PremFina and PolicyStreet Strengthen Institutional Backing
UK-based PremFina expanded its funding partnership with Waterfall Asset Management to £100 million. Over the past year, the insurance premium finance provider has more than doubled its loan book. Its proprietary technology platform and deep broker relationships continue to drive strong conversion rates across market cycles. PremFina has also capitalized on Close Brothers Premium Finance’s exit from personal lines. Close Brothers’ retreat freed up approximately £330 million in loan book volume across the UK broker market. This growth coincides with a broader shift in European fintech deal sizes, where investors are concentrating capital into fewer, larger transactions.
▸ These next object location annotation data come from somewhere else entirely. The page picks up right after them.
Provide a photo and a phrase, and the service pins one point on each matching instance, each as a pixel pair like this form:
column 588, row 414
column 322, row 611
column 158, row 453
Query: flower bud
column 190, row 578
Similarly, PolicyStreet has doubled its customer base to over 10 million since 2023. Its total sum insured also grew from $6 billion to more than $10 billion over that same stretch. The platform partners with over 40 insurance and takaful providers globally, covering sectors from mobility and logistics to telecommunications and the gig economy. These numbers reflect growing global fintech funding appetite for profitable InsurTech platforms across Southeast Asia. Over $1 million in profit for FY2025 positioned PolicyStreet among a small group of InsurTech firms operating profitably in the region.
US and UK Lead Global Fintech Funding Geography
Eleven of the 26 recorded deals took place in the United States, maintaining its position as the largest fintech investment hub. Closely behind, the United Kingdom reinforced its status as Europe’s premier fintech center. Research from FinTech Global confirms that UK firms secured six of the top 10 European fintech deals in 2025. For the full year, UK fintech companies raised $3.6 billion across 534 deals, more than the next five European countries combined. Nevertheless, UK deal volume has dropped sharply in recent periods. While large transactions persist, overall activity sits 37% below 2023 levels. Second-half 2025 did show an 11% uptick over the first half, hinting at early signs of recovery.
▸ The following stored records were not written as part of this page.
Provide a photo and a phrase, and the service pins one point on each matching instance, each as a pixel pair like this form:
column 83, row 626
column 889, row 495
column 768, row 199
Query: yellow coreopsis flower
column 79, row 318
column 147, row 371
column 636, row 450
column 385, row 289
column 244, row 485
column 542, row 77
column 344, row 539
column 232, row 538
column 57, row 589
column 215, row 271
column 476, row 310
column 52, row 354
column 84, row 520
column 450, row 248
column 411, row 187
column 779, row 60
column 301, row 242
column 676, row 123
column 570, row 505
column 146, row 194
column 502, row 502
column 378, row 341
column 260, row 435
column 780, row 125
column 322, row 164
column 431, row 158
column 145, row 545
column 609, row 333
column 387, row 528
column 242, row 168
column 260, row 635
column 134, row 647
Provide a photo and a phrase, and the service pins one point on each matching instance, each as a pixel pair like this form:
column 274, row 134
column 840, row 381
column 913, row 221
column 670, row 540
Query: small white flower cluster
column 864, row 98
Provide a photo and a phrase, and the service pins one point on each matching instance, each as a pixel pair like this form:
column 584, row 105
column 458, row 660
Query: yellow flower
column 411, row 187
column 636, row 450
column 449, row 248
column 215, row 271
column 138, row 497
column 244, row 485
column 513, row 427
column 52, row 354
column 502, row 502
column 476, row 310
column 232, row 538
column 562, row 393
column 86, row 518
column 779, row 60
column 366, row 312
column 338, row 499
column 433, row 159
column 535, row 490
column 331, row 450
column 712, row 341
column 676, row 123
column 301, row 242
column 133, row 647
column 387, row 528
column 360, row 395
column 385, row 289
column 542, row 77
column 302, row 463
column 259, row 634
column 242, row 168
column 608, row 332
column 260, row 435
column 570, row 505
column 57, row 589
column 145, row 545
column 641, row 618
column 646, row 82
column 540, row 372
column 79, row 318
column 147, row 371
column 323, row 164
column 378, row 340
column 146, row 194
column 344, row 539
Asian markets also contributed strong global fintech funding activity during the window. India, Malaysia, and Singapore each recorded notable deals. According to FinTech Global, Asian fintech investment hit a five-quarter high in Q4 2025, marking a 2.9x year-on-year increase. KreditBee’s unicorn raise and PolicyStreet’s sovereign-backed Series C both reflect that expanding capital pipeline. India in particular remains competitive, having secured $3.4 billion in total fintech investment for 2025, just behind the UK in global rankings.
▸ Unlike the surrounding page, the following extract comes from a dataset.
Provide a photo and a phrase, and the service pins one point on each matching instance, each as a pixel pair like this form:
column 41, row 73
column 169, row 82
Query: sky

AI and Compliance Shape Future Global Fintech Funding
Across these deals, the composition of global fintech funding points toward a structural shift. Investments increasingly favor AI-driven security tools, compliance automation, and financial infrastructure over consumer-facing applications. RegTech’s dominance of deal flow, combined with the Regnology-Invoke consolidation, supports that trajectory. KreditBee’s AI-focused lending stack and PremFina’s automated underwriting both reflect the same pattern.
As financial institutions face tightening regulatory requirements and evolving digital threats, global fintech funding is flowing toward platforms that modernize compliance operations. Broader global fintech funding data from 2025 reinforces this direction, with the sector raising $53 billion worldwide across nearly 6,000 deals. For firms positioned in RegTech, cybersecurity, and lending infrastructure, current global fintech funding trends offer a clear capital advantage heading into the second half of 2026.